# Part 3: Peer-to-peer Message Behaviour Data Analysis

---

### Install Python packages (pip only)

In [1]:
#e.g., %pip install networkx

### Import Python packages

In [2]:
import networkx as nx
import pandas as pd
import datetime
import csv
import operator
import numpy as np
import matplotlib.pyplot as plt

---

### Task 1 of 2

Examine the file "p2p_msg_cmt224.csv" which represents messaging behaviour between users on a messaging platform. Each row has four columns, representing a single event where a person (person_a) messaged another person (person_b) on some date (date) at some time of day (time). From this, answer the following questions:

##### Q1. Build a suitable network to represent social connections based on the messaging behaviour that took place up to and including the first day of May. In doing so, assume that one or more messages from one person to another represents a MUTUAL underlying social connection (i.e., regardless of whether person_a messaged person_b, person_b messaged person_a, or both at some point). 

In [3]:
# Load the dataset into a pandas DataFrame
df = pd.read_csv('p2p_msg_cmt224.csv')

# Convert the date column to a datetime object
df['date'] = pd.to_datetime(df['date'], format='%d/%m/%Y')

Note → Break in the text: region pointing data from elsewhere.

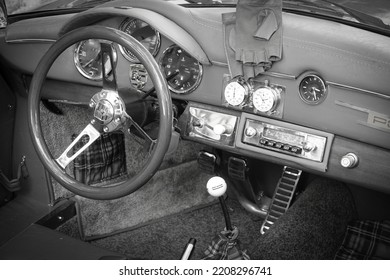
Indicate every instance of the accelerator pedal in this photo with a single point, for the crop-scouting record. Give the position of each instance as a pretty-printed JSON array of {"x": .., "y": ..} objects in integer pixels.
[{"x": 283, "y": 196}]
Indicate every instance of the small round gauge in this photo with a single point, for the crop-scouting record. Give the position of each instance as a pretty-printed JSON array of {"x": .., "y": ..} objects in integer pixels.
[
  {"x": 183, "y": 72},
  {"x": 88, "y": 61},
  {"x": 312, "y": 89},
  {"x": 235, "y": 92},
  {"x": 265, "y": 99},
  {"x": 144, "y": 33}
]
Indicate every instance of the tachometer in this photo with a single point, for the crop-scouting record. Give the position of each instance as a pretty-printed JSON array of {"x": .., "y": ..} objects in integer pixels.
[
  {"x": 184, "y": 72},
  {"x": 265, "y": 99},
  {"x": 144, "y": 33},
  {"x": 236, "y": 91},
  {"x": 88, "y": 61}
]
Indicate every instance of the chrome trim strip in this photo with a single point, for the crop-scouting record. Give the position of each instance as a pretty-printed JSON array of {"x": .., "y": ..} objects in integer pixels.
[
  {"x": 70, "y": 102},
  {"x": 350, "y": 106},
  {"x": 280, "y": 75},
  {"x": 359, "y": 90},
  {"x": 21, "y": 41}
]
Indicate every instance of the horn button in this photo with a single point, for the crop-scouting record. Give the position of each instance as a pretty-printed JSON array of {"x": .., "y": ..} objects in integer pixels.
[{"x": 110, "y": 111}]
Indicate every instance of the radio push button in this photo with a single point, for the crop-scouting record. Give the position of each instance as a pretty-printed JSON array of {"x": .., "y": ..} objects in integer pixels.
[
  {"x": 263, "y": 141},
  {"x": 278, "y": 145},
  {"x": 296, "y": 150},
  {"x": 271, "y": 143},
  {"x": 250, "y": 132},
  {"x": 286, "y": 147}
]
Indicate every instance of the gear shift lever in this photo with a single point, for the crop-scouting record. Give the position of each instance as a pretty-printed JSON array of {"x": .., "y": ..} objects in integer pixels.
[{"x": 216, "y": 187}]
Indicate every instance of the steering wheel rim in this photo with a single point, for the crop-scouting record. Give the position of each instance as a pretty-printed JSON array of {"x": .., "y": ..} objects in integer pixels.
[{"x": 165, "y": 110}]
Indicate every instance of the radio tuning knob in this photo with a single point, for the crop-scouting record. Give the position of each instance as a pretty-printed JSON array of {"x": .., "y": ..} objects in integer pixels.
[
  {"x": 222, "y": 129},
  {"x": 308, "y": 147},
  {"x": 349, "y": 160},
  {"x": 250, "y": 132}
]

# Filter the dataset to only include events that occurred on or before May 1, 2004
df = df[df['date'] <= '2004-05-01']

# Create an empty undirected graph
G1 = nx.Graph()

# Iterate over the filtered rows of the dataset and add edges to the graph
for _, row in df.iterrows():
    # Check if the edge already exists
    if G1.has_edge(row['person_a'], row['person_b']):
        # Increment the weight by 1
        G1[row['person_a']][row['person_b']]['weight'] += 1
    else:
        # Add a new edge with a weight of 1
        G1.add_edge(row['person_a'], row['person_b'], weight=1)

# Return the resulting graph
print(G1)

Graph with 544 nodes and 1839 edges


##### Q2. Build another suitable network to represent social connections based on ALL message behaviour in the dataset. In doing so, assume that one or messages from one person to another represents a MUTUAL underlying social connection (i.e., regardless of whether person_a messaged person_b, person_b messaged person_a, or both at some point).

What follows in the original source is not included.